Back door, back door. "Ss-sh." Kass flicked an imperative palm in Zee-Zee's direction. No more talk. She needed to think. So much had happened since the Archives, but . . . Kass squeezed her eyes shut, picturing the old trader routes she had memorized from some of the Archive's extensive quadrant maps. Maybe, just maybe . . .
Re-energized, Kass scrambled off the bed. "I have to see the captain." She straightened her clothes, made a quick detour into their closet-size bathing room, where she removed the combs and ties from her hair, allowing it to tumble free over her shoulders. Swiftly, she added eye enhancements, brushed her cheeks with a dash of color, and refurbished her lip gloss.

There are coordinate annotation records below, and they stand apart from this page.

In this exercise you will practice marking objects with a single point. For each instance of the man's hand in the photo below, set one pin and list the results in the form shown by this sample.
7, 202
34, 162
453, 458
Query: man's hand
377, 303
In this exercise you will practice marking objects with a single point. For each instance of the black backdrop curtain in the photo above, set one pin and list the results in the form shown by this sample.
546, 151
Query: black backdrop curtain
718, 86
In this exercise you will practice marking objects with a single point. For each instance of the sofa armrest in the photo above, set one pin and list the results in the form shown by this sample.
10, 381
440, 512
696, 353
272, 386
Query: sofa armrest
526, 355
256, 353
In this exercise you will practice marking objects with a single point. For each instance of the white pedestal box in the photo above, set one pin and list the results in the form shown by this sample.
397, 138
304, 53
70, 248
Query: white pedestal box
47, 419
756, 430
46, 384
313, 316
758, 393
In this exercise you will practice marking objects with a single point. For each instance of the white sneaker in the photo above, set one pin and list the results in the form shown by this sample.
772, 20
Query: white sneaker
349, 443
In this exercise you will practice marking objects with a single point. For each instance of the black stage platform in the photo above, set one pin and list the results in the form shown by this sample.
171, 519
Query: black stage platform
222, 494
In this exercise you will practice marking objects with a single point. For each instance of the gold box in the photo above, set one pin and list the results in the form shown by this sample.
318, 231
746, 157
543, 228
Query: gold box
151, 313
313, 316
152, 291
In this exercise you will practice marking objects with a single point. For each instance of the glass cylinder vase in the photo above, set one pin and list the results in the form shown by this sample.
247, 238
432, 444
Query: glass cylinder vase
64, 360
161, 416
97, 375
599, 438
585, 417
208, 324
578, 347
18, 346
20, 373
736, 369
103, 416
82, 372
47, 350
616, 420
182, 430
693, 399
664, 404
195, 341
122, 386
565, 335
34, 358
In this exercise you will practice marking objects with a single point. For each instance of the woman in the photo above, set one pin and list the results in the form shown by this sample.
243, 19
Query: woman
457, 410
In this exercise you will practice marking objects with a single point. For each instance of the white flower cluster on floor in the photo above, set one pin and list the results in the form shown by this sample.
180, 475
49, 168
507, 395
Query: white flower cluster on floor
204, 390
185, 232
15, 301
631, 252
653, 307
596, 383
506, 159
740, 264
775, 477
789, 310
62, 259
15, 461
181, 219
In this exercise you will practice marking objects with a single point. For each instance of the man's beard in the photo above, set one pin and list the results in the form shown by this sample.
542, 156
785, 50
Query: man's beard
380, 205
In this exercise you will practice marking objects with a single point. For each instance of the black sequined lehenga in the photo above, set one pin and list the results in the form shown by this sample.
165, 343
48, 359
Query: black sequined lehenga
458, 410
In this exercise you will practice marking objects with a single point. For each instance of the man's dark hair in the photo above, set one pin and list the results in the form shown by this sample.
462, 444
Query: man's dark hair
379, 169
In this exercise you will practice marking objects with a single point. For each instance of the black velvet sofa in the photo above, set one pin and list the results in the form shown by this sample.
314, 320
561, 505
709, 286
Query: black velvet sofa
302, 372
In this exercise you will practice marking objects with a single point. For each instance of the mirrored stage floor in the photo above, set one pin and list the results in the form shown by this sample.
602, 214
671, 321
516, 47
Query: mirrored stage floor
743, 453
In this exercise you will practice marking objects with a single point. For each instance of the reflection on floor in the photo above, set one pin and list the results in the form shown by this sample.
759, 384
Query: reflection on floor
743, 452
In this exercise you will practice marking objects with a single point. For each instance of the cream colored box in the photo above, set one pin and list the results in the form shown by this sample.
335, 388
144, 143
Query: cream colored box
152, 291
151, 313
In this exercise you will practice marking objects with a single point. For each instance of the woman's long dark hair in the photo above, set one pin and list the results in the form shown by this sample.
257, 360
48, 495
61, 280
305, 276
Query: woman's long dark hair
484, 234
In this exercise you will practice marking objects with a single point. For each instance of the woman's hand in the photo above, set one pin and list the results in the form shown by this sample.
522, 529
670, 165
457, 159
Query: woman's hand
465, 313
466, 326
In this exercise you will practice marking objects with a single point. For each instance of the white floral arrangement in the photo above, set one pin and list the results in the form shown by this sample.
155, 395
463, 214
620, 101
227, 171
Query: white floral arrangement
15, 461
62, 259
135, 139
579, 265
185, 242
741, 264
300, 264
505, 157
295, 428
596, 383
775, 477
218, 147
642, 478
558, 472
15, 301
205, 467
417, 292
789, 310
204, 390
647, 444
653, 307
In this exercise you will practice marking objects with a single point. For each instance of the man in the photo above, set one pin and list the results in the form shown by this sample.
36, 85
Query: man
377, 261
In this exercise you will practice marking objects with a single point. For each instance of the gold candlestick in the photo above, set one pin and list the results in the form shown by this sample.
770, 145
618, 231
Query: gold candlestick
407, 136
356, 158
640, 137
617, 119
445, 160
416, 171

"You talking escape plans with the captain," Zee-Zee drawled as Kass reentered the bedroom, "or planning a seduction?"
"Maybe both," Kass tossed over her shoulder as she waved her fingers at the autosensor. The door to her quarters slid open.
Tal Rigel, here I come.
"If we can sustain this speed," Dorn Jorkan said, "we can make Gate 828 in three days. Impossible for them to catch up in time." Astarte's three top officers were seated in Tal's quarters, bottles of ripka scattered across the small table between them.